Dataset is downloaded from the following links:

Dataset for 2009: https://data.cityofnewyork.us/Social-Services/new-311/9s88-aed8

Dataset for 2010-present: https://data.cityofnewyork.us/Social-Services/311/wpe2-h2i5

Two datasets are combined as one and analyzed.

Dataset is also available on NYU HPC HDFS, /user/jub205/311all.csv

Part 1

Data Quality Issues

We first generated columns.txt for base type and semantic type of each columns, which can be accessed at /user/jub205/columns.txt.

For data quality issues, first we count the number of empty/missing/invalid values in each column.
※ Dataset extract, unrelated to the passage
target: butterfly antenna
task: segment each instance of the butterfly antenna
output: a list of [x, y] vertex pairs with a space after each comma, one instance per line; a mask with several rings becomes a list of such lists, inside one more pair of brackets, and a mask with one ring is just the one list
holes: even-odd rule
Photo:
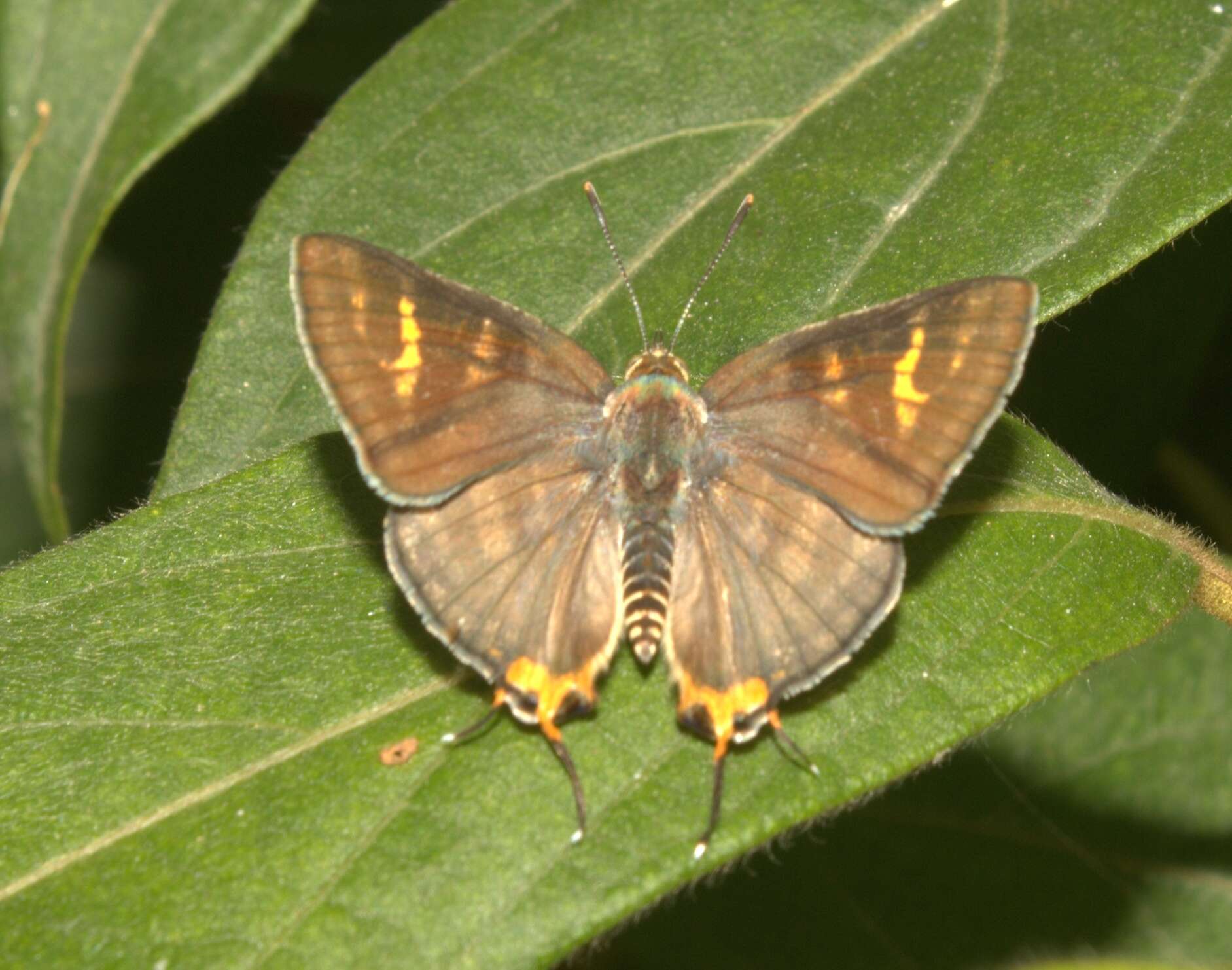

Sign in to dumbo, and run

$ spark-submit data_quality.py

To generate a summary of the results generated, run

$ spark-submit Type_analysis.py

For a csv version of the result above, run locally,

$ python transfer_type_result_to_csv.py

Data Summary

Figure 2

We first run count_by_datetime.py on dumbo to count the frequency of values in each column, and get the output file count_month.out in the folder Output. Then run locally

$ python plot_by_month.py

Figure 4

We first run count.py to count the frequency of values in each column, and get the output file count_5.out in the folder Output. Then run locally

$ python plot_by_complaint_type.py

Python script, analysis.py in src directory contains functions to compute frequency of values in different columns in various time frequency.For example, if a user wants to get the frequency of values in "city" column in each year, the following function call can be used.

count_column_date(data, ind = 16, date='y', fname = "city.out")
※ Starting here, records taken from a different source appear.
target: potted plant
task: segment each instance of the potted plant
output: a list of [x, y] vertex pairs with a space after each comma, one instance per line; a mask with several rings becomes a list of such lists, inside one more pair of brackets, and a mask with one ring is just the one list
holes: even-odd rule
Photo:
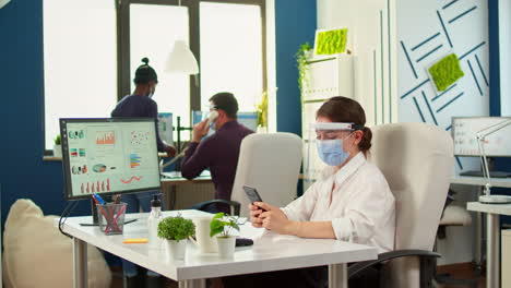
[[54, 140], [54, 157], [62, 158], [62, 145], [60, 145], [60, 134]]
[[218, 254], [221, 257], [233, 257], [236, 248], [236, 237], [234, 230], [239, 231], [236, 217], [217, 213], [210, 223], [210, 237], [216, 237], [218, 243]]
[[158, 224], [158, 237], [166, 240], [170, 255], [176, 260], [185, 259], [188, 238], [195, 235], [195, 225], [180, 215], [167, 217]]

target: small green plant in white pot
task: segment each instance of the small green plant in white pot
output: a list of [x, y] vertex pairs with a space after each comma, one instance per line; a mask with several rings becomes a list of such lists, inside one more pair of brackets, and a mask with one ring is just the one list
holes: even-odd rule
[[60, 134], [54, 140], [54, 157], [62, 158], [62, 145], [60, 144]]
[[218, 243], [218, 254], [221, 257], [233, 257], [236, 248], [236, 237], [234, 230], [239, 231], [236, 223], [237, 218], [217, 213], [210, 223], [210, 237], [216, 236]]
[[180, 215], [167, 217], [158, 224], [158, 237], [166, 240], [170, 255], [176, 260], [185, 259], [188, 238], [195, 235], [195, 225]]

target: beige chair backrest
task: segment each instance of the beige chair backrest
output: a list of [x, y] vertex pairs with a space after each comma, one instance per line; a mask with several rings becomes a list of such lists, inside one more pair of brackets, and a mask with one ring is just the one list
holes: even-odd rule
[[[425, 123], [383, 124], [372, 131], [370, 160], [383, 172], [396, 200], [394, 249], [431, 251], [453, 173], [452, 137]], [[385, 287], [418, 287], [418, 267], [415, 257], [392, 261], [387, 265]]]
[[296, 197], [302, 144], [292, 133], [250, 134], [241, 142], [231, 200], [241, 203], [248, 216], [243, 185], [258, 190], [271, 205], [285, 206]]

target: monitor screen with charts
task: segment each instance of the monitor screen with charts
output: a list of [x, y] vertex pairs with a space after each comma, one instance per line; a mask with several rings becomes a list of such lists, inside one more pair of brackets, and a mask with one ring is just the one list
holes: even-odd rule
[[154, 119], [60, 119], [66, 199], [159, 190]]
[[[454, 155], [480, 156], [476, 139], [477, 132], [509, 120], [511, 117], [452, 118]], [[488, 157], [511, 157], [511, 124], [486, 136], [485, 152]]]

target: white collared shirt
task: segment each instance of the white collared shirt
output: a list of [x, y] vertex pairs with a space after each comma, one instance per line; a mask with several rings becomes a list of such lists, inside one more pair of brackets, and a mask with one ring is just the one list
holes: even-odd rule
[[392, 251], [395, 200], [380, 169], [358, 153], [345, 166], [323, 170], [299, 199], [283, 212], [296, 221], [332, 221], [338, 240]]

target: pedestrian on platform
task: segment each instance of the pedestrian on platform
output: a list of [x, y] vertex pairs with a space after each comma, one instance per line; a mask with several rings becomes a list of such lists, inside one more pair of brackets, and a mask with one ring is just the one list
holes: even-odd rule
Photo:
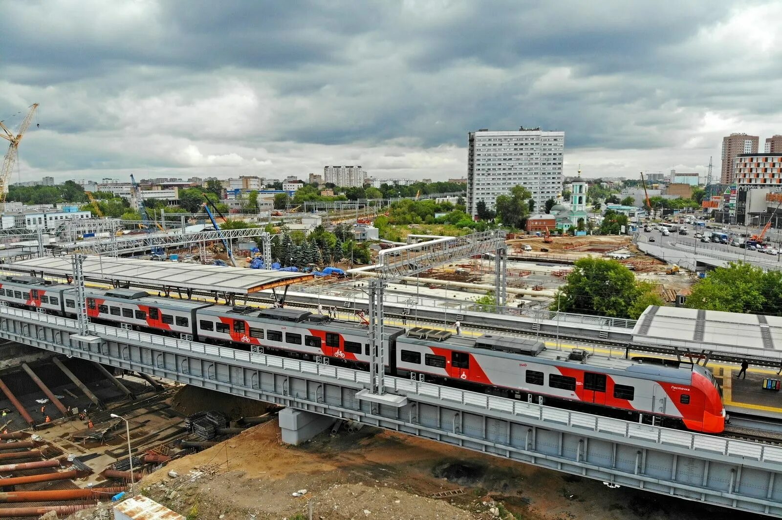
[[749, 363], [744, 359], [741, 362], [741, 369], [738, 371], [738, 374], [736, 375], [736, 379], [741, 377], [741, 374], [744, 374], [744, 379], [747, 379], [747, 369], [749, 368]]

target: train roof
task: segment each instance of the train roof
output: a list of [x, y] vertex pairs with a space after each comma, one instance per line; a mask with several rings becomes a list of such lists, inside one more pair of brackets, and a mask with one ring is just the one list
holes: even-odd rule
[[[533, 338], [516, 337], [503, 337], [497, 334], [484, 334], [477, 338], [461, 336], [450, 336], [447, 340], [436, 341], [432, 338], [420, 337], [420, 331], [409, 333], [396, 339], [397, 344], [410, 343], [417, 345], [443, 347], [457, 351], [468, 351], [476, 354], [480, 351], [482, 355], [495, 356], [508, 359], [518, 359], [522, 356], [526, 359], [534, 358], [545, 365], [564, 364], [572, 365], [573, 368], [582, 370], [590, 368], [600, 369], [601, 372], [624, 375], [627, 372], [633, 372], [634, 377], [647, 379], [659, 379], [661, 377], [670, 382], [682, 384], [691, 384], [692, 380], [692, 369], [690, 365], [680, 367], [664, 366], [655, 363], [644, 363], [640, 361], [624, 359], [623, 358], [608, 358], [600, 354], [592, 354], [581, 349], [554, 350], [545, 347], [542, 341]], [[489, 336], [489, 338], [486, 337]]]

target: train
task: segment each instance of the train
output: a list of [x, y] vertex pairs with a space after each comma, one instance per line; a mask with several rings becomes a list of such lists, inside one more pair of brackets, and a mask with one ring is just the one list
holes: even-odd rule
[[[299, 308], [261, 309], [155, 297], [134, 289], [85, 290], [91, 321], [367, 370], [368, 327]], [[74, 317], [76, 289], [34, 276], [0, 277], [0, 302]], [[597, 415], [707, 433], [725, 429], [719, 385], [705, 367], [547, 349], [534, 338], [454, 335], [384, 327], [392, 376]]]

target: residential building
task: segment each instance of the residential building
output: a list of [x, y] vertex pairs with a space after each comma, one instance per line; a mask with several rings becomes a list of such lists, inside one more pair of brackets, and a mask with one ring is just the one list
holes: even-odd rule
[[782, 190], [782, 152], [739, 154], [734, 159], [732, 175], [736, 197], [731, 220], [746, 224], [752, 209], [750, 191], [762, 188]]
[[557, 217], [547, 213], [537, 213], [527, 217], [526, 230], [528, 233], [545, 233], [547, 230], [554, 230], [557, 227]]
[[763, 152], [766, 154], [782, 153], [782, 135], [774, 135], [766, 138]]
[[734, 181], [734, 159], [736, 156], [739, 154], [758, 153], [759, 141], [758, 136], [746, 134], [731, 134], [723, 137], [723, 165], [719, 176], [723, 184], [730, 184]]
[[468, 138], [467, 212], [475, 217], [482, 201], [494, 208], [497, 198], [523, 186], [536, 208], [562, 191], [565, 132], [531, 130], [470, 132]]
[[344, 187], [361, 187], [367, 178], [361, 166], [324, 166], [323, 182]]
[[671, 182], [675, 184], [698, 186], [700, 183], [700, 176], [698, 173], [676, 173], [671, 177]]

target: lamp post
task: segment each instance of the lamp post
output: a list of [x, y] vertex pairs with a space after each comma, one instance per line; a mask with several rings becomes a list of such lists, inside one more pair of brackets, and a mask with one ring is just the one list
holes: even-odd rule
[[110, 416], [114, 418], [121, 418], [125, 422], [125, 433], [127, 435], [127, 461], [131, 463], [131, 493], [132, 493], [135, 481], [133, 477], [133, 453], [131, 451], [131, 423], [127, 422], [127, 419], [121, 415], [111, 414]]

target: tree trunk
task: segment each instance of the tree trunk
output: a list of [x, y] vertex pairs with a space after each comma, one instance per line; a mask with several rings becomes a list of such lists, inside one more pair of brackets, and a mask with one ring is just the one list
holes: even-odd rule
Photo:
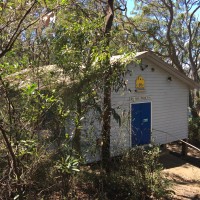
[[110, 119], [111, 119], [111, 82], [110, 76], [112, 75], [112, 70], [110, 66], [110, 53], [107, 50], [110, 45], [111, 39], [111, 28], [114, 18], [113, 10], [114, 0], [107, 1], [107, 11], [106, 11], [106, 23], [104, 31], [105, 47], [104, 50], [107, 53], [105, 59], [105, 76], [104, 76], [104, 101], [103, 101], [103, 126], [102, 126], [102, 164], [103, 168], [107, 173], [110, 171]]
data is an RDD of data file/csv file, ind is the index of the column(Details on column index can be found in columns.txt), date is the time frequency, 'y' is for year, 'ym' is year/month, 'ymd' is for full date. fname is the output file name.

The above count_column_date function call will compute the frequency of values in city column by year.

Running analysis.py will generate counts on different columns with various date frequency.

$ spark-submit analysis.py /user/jub205/311all.csv

In order to get output, you can run the following command.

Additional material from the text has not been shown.